Chart 3: Colombia: Repo Rate Expectations For End-2023 & 2024

Finally, the exchange rate is projected to reach USDCOP 4,146 by the end of 2023 (compared with USDCOP 4,206 in July) and USDCOP 4,135 by the end of 2024 (compared with USDCOP 4,199 in July).

—Sergio Olarte, Jackeline Piraján & Santiago Moreno

 

 

PERU: CONTINUOUS INFLATION DECREASING IN AUGUST

We expect inflation in August to be close to 0.3% m/m, close to that of July (0.39% m/m), but lower than that of August 2022 (0.67% m/m), with which the pace y/y would decline from 5.9% to 5.5%. Our forecast is close to the official figure of 5.6% (MoF) and the market consensus (5.4%), according to a Bloomberg survey. According to the monitoring of key prices that we carried out, we see a significant correction in poultry prices (-5%), partially offset by increases in the prices of perishable foods (mainly citrus fruits and vegetables), which would be reflecting the impact of the adverse climate conditions caused by the coastal El Niño. Core inflation would also be around 0.3%, remaining around 3.9% y/y.
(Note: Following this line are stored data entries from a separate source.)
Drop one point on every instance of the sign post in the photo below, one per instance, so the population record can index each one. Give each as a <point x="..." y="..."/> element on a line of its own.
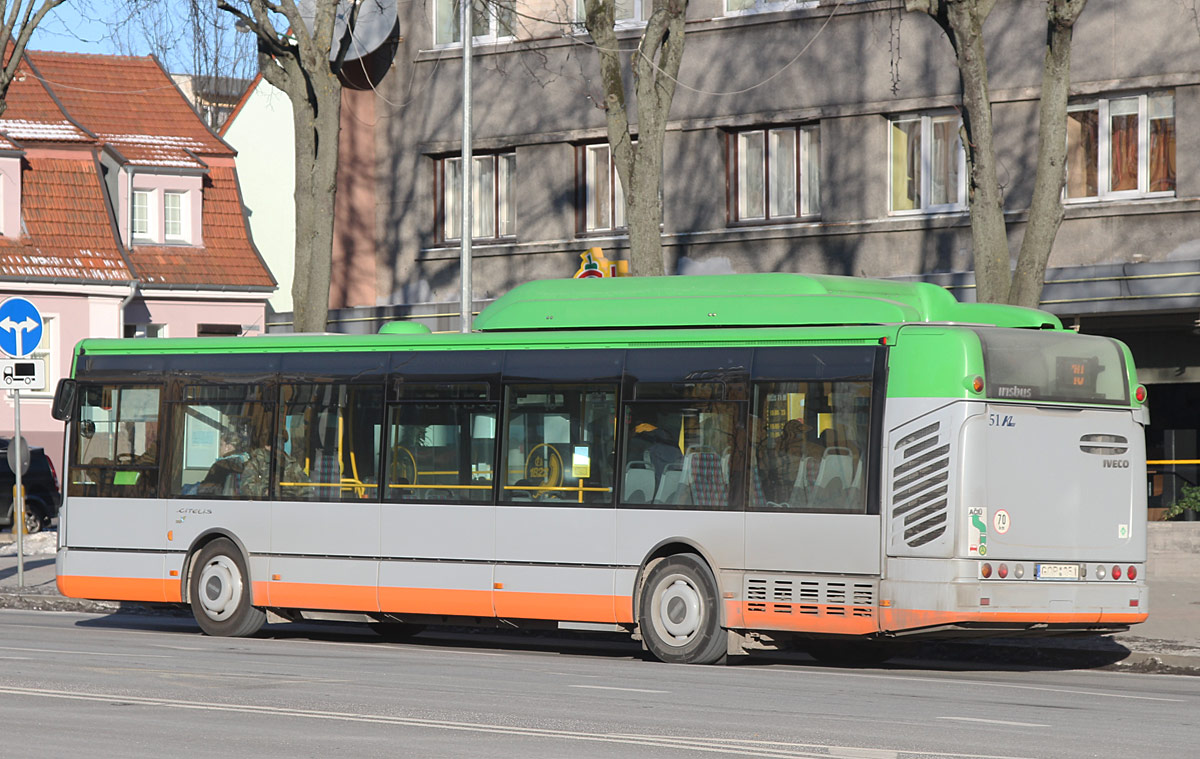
<point x="21" y="332"/>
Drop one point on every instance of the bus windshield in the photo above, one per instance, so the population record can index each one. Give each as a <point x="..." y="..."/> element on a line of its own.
<point x="1054" y="366"/>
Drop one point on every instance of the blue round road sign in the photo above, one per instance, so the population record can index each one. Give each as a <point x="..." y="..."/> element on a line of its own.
<point x="21" y="327"/>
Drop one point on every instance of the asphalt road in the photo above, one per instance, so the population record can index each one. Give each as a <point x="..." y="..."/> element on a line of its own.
<point x="130" y="686"/>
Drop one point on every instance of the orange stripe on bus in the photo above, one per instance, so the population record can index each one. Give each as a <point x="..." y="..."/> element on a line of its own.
<point x="119" y="589"/>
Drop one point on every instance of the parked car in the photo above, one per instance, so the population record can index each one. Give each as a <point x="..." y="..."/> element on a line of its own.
<point x="41" y="483"/>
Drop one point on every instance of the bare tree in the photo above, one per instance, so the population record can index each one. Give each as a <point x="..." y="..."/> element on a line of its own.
<point x="18" y="24"/>
<point x="963" y="22"/>
<point x="299" y="54"/>
<point x="653" y="69"/>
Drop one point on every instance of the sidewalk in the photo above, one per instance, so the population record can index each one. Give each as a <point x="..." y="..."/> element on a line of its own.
<point x="1168" y="643"/>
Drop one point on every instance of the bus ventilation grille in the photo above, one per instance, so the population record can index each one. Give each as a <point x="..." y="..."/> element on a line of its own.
<point x="921" y="485"/>
<point x="810" y="597"/>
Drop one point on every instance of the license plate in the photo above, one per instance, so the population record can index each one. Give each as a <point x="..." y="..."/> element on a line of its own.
<point x="1057" y="572"/>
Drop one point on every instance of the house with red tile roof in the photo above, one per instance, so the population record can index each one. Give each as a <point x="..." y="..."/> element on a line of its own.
<point x="120" y="215"/>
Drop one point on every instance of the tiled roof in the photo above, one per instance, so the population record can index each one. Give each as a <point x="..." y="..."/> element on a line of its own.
<point x="130" y="101"/>
<point x="67" y="228"/>
<point x="226" y="257"/>
<point x="133" y="107"/>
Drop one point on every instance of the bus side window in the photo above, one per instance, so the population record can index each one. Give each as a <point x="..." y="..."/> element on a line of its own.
<point x="808" y="450"/>
<point x="117" y="442"/>
<point x="441" y="443"/>
<point x="215" y="429"/>
<point x="559" y="443"/>
<point x="684" y="447"/>
<point x="327" y="443"/>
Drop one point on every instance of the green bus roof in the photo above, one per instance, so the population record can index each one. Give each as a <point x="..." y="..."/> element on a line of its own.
<point x="739" y="300"/>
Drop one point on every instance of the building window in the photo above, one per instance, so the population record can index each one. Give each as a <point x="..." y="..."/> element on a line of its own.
<point x="493" y="21"/>
<point x="604" y="198"/>
<point x="738" y="7"/>
<point x="142" y="207"/>
<point x="775" y="173"/>
<point x="928" y="163"/>
<point x="493" y="211"/>
<point x="174" y="215"/>
<point x="627" y="13"/>
<point x="1121" y="148"/>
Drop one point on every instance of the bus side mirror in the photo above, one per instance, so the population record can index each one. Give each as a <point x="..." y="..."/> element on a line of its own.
<point x="64" y="400"/>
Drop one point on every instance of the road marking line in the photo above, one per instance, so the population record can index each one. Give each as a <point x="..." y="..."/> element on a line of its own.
<point x="1015" y="724"/>
<point x="990" y="683"/>
<point x="615" y="688"/>
<point x="137" y="656"/>
<point x="700" y="745"/>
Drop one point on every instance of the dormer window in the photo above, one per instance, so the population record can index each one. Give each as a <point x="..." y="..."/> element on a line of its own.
<point x="174" y="219"/>
<point x="141" y="222"/>
<point x="165" y="210"/>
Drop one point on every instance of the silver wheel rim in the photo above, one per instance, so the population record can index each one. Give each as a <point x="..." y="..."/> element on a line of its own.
<point x="220" y="589"/>
<point x="677" y="610"/>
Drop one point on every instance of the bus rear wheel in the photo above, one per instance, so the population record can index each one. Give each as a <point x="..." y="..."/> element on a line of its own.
<point x="679" y="614"/>
<point x="220" y="592"/>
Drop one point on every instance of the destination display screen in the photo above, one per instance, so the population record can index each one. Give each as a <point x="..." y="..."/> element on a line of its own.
<point x="1027" y="365"/>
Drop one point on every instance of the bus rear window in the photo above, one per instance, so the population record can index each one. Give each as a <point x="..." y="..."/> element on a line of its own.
<point x="1029" y="365"/>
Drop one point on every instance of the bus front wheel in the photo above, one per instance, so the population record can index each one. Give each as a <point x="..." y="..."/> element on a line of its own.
<point x="679" y="615"/>
<point x="220" y="592"/>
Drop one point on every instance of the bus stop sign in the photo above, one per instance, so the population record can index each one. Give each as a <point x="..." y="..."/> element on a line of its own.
<point x="23" y="447"/>
<point x="21" y="327"/>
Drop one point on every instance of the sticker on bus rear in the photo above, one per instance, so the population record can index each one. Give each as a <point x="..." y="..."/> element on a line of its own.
<point x="977" y="531"/>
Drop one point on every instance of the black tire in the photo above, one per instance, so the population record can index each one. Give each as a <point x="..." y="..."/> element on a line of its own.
<point x="396" y="632"/>
<point x="219" y="589"/>
<point x="679" y="614"/>
<point x="850" y="652"/>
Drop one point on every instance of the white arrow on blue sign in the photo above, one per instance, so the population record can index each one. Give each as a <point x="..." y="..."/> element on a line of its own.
<point x="21" y="327"/>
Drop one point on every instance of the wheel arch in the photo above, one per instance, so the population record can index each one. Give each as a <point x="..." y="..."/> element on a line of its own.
<point x="670" y="547"/>
<point x="193" y="550"/>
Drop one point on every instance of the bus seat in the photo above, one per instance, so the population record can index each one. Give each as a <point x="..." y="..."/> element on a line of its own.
<point x="669" y="484"/>
<point x="801" y="489"/>
<point x="702" y="478"/>
<point x="639" y="484"/>
<point x="837" y="462"/>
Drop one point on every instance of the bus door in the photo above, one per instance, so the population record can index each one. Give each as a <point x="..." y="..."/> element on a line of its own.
<point x="113" y="498"/>
<point x="437" y="525"/>
<point x="556" y="521"/>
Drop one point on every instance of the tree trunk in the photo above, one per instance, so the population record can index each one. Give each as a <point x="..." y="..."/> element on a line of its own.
<point x="654" y="67"/>
<point x="1045" y="210"/>
<point x="963" y="22"/>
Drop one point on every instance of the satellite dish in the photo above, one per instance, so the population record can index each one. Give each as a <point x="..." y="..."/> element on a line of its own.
<point x="376" y="22"/>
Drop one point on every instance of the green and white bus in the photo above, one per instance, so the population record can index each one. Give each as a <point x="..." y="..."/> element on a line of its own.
<point x="714" y="464"/>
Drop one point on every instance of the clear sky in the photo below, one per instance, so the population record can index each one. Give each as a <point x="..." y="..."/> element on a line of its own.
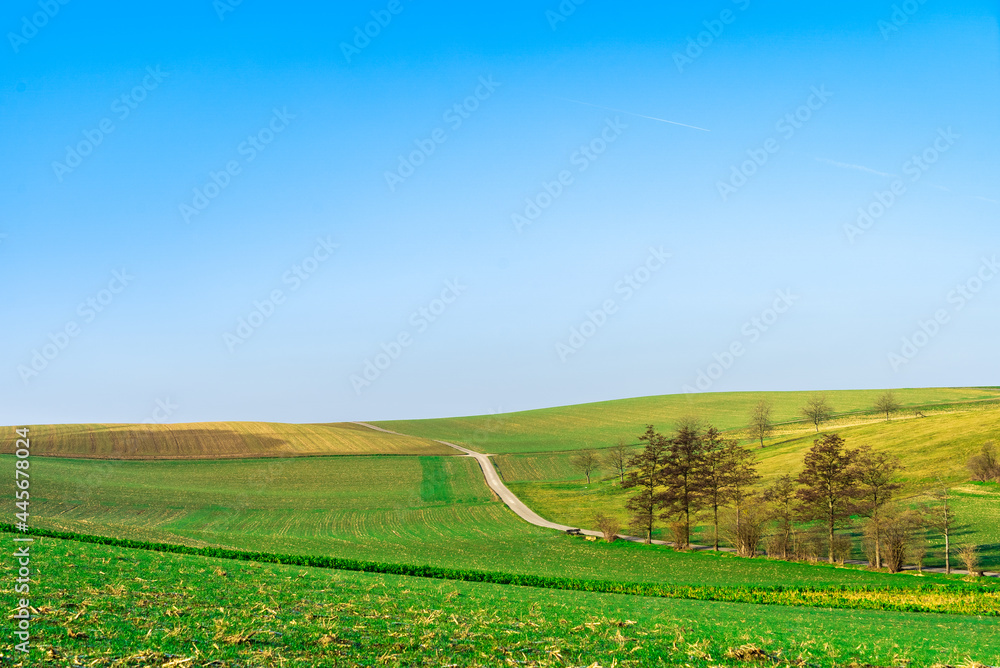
<point x="257" y="211"/>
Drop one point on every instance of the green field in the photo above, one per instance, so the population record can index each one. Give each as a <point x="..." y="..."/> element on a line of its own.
<point x="602" y="424"/>
<point x="406" y="500"/>
<point x="931" y="447"/>
<point x="106" y="606"/>
<point x="436" y="511"/>
<point x="217" y="440"/>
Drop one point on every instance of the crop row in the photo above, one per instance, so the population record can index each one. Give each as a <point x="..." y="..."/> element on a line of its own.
<point x="956" y="598"/>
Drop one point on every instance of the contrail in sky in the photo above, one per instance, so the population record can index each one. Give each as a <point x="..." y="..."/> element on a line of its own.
<point x="630" y="113"/>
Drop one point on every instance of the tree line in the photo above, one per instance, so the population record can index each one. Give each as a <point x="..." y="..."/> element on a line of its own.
<point x="696" y="472"/>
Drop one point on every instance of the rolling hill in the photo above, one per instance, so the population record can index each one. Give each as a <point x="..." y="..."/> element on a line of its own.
<point x="218" y="440"/>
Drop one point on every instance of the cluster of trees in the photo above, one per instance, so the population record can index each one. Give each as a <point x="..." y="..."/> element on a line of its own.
<point x="695" y="473"/>
<point x="816" y="410"/>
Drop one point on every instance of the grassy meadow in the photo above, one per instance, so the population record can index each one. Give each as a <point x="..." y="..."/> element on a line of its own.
<point x="435" y="511"/>
<point x="602" y="424"/>
<point x="343" y="490"/>
<point x="107" y="606"/>
<point x="935" y="446"/>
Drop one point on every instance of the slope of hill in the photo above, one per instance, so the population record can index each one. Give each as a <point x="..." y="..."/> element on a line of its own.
<point x="218" y="440"/>
<point x="603" y="424"/>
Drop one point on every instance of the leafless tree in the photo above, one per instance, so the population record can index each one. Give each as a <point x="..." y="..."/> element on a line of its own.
<point x="941" y="518"/>
<point x="828" y="486"/>
<point x="646" y="477"/>
<point x="969" y="554"/>
<point x="887" y="403"/>
<point x="817" y="410"/>
<point x="761" y="424"/>
<point x="781" y="498"/>
<point x="876" y="474"/>
<point x="616" y="459"/>
<point x="586" y="462"/>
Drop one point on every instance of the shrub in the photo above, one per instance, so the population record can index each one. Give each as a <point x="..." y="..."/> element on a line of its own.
<point x="969" y="555"/>
<point x="609" y="526"/>
<point x="678" y="529"/>
<point x="746" y="534"/>
<point x="842" y="548"/>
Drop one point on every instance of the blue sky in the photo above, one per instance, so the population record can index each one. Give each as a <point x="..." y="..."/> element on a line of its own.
<point x="238" y="162"/>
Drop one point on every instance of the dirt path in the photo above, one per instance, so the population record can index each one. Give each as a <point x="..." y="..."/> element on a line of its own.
<point x="530" y="516"/>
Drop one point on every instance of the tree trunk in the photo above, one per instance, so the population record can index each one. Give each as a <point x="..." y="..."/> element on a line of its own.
<point x="715" y="508"/>
<point x="829" y="552"/>
<point x="947" y="552"/>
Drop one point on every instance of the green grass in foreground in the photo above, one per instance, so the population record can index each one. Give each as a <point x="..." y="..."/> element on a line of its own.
<point x="105" y="606"/>
<point x="602" y="424"/>
<point x="386" y="509"/>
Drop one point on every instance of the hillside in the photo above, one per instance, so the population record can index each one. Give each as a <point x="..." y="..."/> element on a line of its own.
<point x="217" y="440"/>
<point x="602" y="424"/>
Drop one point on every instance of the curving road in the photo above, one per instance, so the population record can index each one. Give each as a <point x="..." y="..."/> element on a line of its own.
<point x="507" y="496"/>
<point x="530" y="516"/>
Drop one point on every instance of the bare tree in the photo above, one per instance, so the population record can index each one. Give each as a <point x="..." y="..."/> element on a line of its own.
<point x="876" y="474"/>
<point x="969" y="554"/>
<point x="985" y="465"/>
<point x="647" y="479"/>
<point x="742" y="478"/>
<point x="829" y="489"/>
<point x="887" y="403"/>
<point x="817" y="410"/>
<point x="761" y="424"/>
<point x="616" y="459"/>
<point x="717" y="475"/>
<point x="586" y="462"/>
<point x="746" y="533"/>
<point x="781" y="497"/>
<point x="684" y="475"/>
<point x="941" y="519"/>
Since August, the base effects for comparison are already marginal, so the rate of decline in inflation would be less than in the past. Perishable food prices are likely to remain under upward pressure and continue to reflect the effects of the El Niño phenomenon. Both in its latest statement and in recent monetary operations, the BCRP has given signs that it is ready to start the cycle of interest rate cuts, which we believe will happen soon.